改訂新版 世界大百科事典 「パブリシティ権」の意味・わかりやすい解説
パブリシティ権 (パブリシティけん)
right of publicity
俳優,芸能人,スポーツ選手等の有名人は,人格的な利益が通常人に比べて減縮される一方,自己の氏名,肖像を対価を得て第三者に利用させうる財産的な利益がある。人の肖像,氏名が商品広告等に営利的に使用される場合に,人がもつ財産的な利益がパブリシティ権である。
アメリカでプライバシー権(プライバシーの権利)から派生し,多数の判例の積み重ねで認められているが,最近ではカリフォルニア州など10を超える州で明文化されている。

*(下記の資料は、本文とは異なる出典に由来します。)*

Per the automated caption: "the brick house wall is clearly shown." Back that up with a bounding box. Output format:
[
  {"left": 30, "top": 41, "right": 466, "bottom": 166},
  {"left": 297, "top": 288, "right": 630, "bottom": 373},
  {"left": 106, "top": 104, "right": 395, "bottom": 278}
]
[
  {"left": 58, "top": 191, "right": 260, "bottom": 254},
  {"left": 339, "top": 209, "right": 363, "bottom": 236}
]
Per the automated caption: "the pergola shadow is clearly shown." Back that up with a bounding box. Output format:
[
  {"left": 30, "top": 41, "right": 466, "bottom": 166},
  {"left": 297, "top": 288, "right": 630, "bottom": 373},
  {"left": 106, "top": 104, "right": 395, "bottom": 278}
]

1953年ハーラン・ラボラトリーズ対トップス・チューイングハム事件でこの言葉が用いられた。
日本ではマーク・レスター事件(1976年東京地裁判決)が,パブリシティの用語を用いなかったが,俳優の氏名・肖像の無断利用者に対し損害賠償を命じ,これはパブリシティ権を認めた最初の判決であるとされる(1989年9月27日東京地裁判決はパブリシティの権利と明記している)。

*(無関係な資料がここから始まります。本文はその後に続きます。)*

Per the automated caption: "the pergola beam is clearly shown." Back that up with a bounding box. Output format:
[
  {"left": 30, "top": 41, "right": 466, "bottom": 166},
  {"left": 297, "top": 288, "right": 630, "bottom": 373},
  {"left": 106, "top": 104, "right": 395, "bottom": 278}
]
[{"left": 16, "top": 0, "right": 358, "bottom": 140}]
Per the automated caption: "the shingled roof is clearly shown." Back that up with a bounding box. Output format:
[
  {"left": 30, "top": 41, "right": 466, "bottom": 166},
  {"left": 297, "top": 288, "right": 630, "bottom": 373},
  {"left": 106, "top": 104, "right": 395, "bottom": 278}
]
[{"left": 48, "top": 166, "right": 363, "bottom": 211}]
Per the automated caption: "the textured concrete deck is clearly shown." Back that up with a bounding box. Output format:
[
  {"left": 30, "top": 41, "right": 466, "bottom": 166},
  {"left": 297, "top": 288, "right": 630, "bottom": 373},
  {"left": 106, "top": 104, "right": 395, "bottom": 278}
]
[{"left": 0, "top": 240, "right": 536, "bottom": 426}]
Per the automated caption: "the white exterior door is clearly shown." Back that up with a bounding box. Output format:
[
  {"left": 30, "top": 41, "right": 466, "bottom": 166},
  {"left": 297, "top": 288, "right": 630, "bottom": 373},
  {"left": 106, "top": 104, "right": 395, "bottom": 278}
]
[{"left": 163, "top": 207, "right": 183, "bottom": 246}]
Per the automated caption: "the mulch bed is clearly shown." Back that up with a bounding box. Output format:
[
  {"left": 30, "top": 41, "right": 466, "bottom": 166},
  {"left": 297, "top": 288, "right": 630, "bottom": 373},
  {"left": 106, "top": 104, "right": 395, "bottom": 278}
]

東京高裁1991年9月26日判決は,タレントの肖像・氏名をカレンダー等に無断で利用した者に〈氏名・肖像利用権〉に基づいて製造販売の差止めを命じ,〈人格権〉侵害により損害賠償を命じている。また,詩人にはパブリシティ権はないとの判決がある(土井晩翠事件,1992年横浜地裁)。死者の肖像・氏名についてパブリシティ権が相続されるかどうか争いがある。財産性を重視すれば,パブリシティ権は残存し,プライバシー,人格的要素を重視すれば,消滅することになる。パブリシティ権については,どこまで純粋な財産権として法的に構成できるか,まだ未解決の問題が多い。